Türkiye’de farklı sektörlerde toplam 8 milyon 612 bin ton plastik tüketiliyor
“Bu tema ile dünyada kullanılan plastik ürünlerin azaltılması da hedeflenmektedir. Ülkemizde de plastik kullanımı her alanda yaygınlaşmış, plastik atıkların yönetiminde zorluklar oluşmuştur. Belediyelerde toplanan atıkların yüzde 3’ü plastiktir. Türkiye’de farklı sektörlerde toplam 8 milyon 612 bin ton plastik tüketilmektedir. 1 milyon 800 bin ton plastik ambalaj piyasa sürülmekte ve bunun sadece 384 bin tonu toplanmaktadır. Plastik atıklarımızın toplanması, geri kazanılması sürecinin sağlıklı olmadığı sayılarla da ortaya çıkmaktadır. Bu plastikler topraklarımızda, derelerimizde, denizlerimizde birikmekte ve sağlığımızı tehdit etmekte, ekosisteme zarar vermektedir. Ambalaj plastiklerin kaynağında ayrı toplanması sağlanamamış, depozito yaklaşımı güçlendirilerek zorunlu hale getirilmemiştir.”

İşte Düzce’de devam eden çevre sorunları
Düzce’de devam eden çevre sorunlarına da dikkat çekilen açıklamada, “Her yıl dile getirdiğimiz gibi, katı atıkların düzensiz depolama sorunu ülkemizde olduğu gibi İlimizde de hala devam etmektedir. Bunun yanında İlimiz Merkez ve İlçe Belediyelerinin Ambalaj Atıkları Yönetim Planı bulunmamaktadır. Düzce’de Merkez ve Akçakoca Belediyelerinin dışında atıksu arıtma tesisine sahip belediye bulunmamaktadır. 2017 yılı hava kirliliği açısından yine olumsuz geçmiştir.” denildi.  
 
“Koruma-kullanma anlayışının temel alınmalı”
Anayasa’nın 56. maddesiyle “Sağlıklı ve dengeli bir çevrede yaşama hakkı, çevreyi geliştirmek, çevre sağlığını korumak ve çevrenin kirlenmesini önlemek” güvence altına alındığına işaret eden Çevre Mühendisleri Odası İl Temsilciliği, açıklamasını şöyle sonlandırdı: “Çevre politikalarının; sanayi, tarım, enerji, ulaşım ve kentleşme politikalarıyla bütüncül olarak ele alınmasının gerekliliği net olarak ortadadır.

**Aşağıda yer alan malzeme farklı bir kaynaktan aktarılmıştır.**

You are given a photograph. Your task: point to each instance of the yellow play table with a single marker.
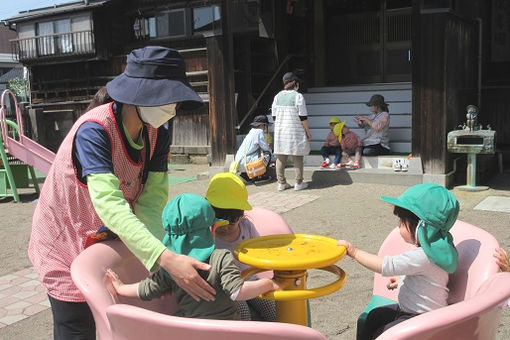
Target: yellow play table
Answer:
(290, 256)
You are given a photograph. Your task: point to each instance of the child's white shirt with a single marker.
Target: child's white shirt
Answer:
(248, 231)
(424, 287)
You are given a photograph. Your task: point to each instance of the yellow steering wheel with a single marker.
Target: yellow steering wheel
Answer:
(293, 254)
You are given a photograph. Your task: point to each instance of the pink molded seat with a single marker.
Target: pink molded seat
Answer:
(130, 323)
(474, 318)
(474, 309)
(135, 319)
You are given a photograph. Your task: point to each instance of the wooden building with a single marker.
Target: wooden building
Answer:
(431, 58)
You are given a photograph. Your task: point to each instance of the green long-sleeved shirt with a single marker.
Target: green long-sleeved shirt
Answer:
(141, 231)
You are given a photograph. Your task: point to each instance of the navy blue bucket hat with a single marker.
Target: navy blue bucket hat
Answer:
(154, 76)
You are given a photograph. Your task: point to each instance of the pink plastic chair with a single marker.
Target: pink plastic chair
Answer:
(474, 318)
(136, 319)
(476, 268)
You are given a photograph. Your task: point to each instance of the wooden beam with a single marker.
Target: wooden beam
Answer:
(222, 113)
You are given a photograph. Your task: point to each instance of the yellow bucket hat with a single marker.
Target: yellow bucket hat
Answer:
(337, 130)
(227, 191)
(334, 120)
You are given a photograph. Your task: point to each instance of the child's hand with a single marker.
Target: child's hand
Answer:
(277, 285)
(392, 283)
(502, 259)
(351, 249)
(112, 282)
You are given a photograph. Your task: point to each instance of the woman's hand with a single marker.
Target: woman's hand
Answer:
(351, 249)
(183, 270)
(502, 259)
(392, 283)
(308, 135)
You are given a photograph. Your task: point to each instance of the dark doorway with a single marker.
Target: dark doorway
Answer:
(368, 41)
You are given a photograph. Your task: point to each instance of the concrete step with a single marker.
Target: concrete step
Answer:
(377, 162)
(373, 170)
(326, 177)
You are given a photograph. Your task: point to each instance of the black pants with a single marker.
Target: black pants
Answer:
(375, 150)
(380, 319)
(72, 320)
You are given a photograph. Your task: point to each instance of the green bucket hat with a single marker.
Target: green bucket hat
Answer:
(437, 209)
(187, 219)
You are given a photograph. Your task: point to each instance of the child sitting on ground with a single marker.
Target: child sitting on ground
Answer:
(351, 145)
(332, 145)
(187, 220)
(222, 190)
(426, 213)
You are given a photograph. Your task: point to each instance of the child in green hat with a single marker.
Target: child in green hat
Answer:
(187, 219)
(426, 213)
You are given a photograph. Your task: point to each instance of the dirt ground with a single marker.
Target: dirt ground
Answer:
(353, 212)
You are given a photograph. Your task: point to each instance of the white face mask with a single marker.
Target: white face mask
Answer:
(157, 115)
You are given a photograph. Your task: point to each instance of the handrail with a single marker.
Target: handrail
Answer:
(268, 85)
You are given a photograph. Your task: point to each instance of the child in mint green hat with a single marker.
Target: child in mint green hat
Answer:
(426, 213)
(187, 219)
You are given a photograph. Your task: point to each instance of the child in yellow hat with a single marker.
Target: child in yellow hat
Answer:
(351, 145)
(229, 198)
(332, 144)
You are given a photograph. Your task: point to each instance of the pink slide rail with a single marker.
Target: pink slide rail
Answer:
(25, 149)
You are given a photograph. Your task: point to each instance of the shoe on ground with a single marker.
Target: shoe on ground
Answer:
(301, 186)
(397, 164)
(325, 164)
(262, 179)
(283, 186)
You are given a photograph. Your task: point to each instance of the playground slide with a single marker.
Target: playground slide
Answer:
(24, 149)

Koruma-kullanma anlayışının temel alınmadığı her yaklaşım ve proje çevrenin ve doğal yaşamın sürdürülebilirliğini olumsuz olarak etkileyecektir. Bu gerçekten hareketle; koruma-kullanma yaklaşımını esas alan, şeffaf, halkın katılımını sağlayan kanalların açık tutulduğu bir anlayışın kamu yönetiminde esas alınması tartışmasız olarak hayata geçirilmelidir.”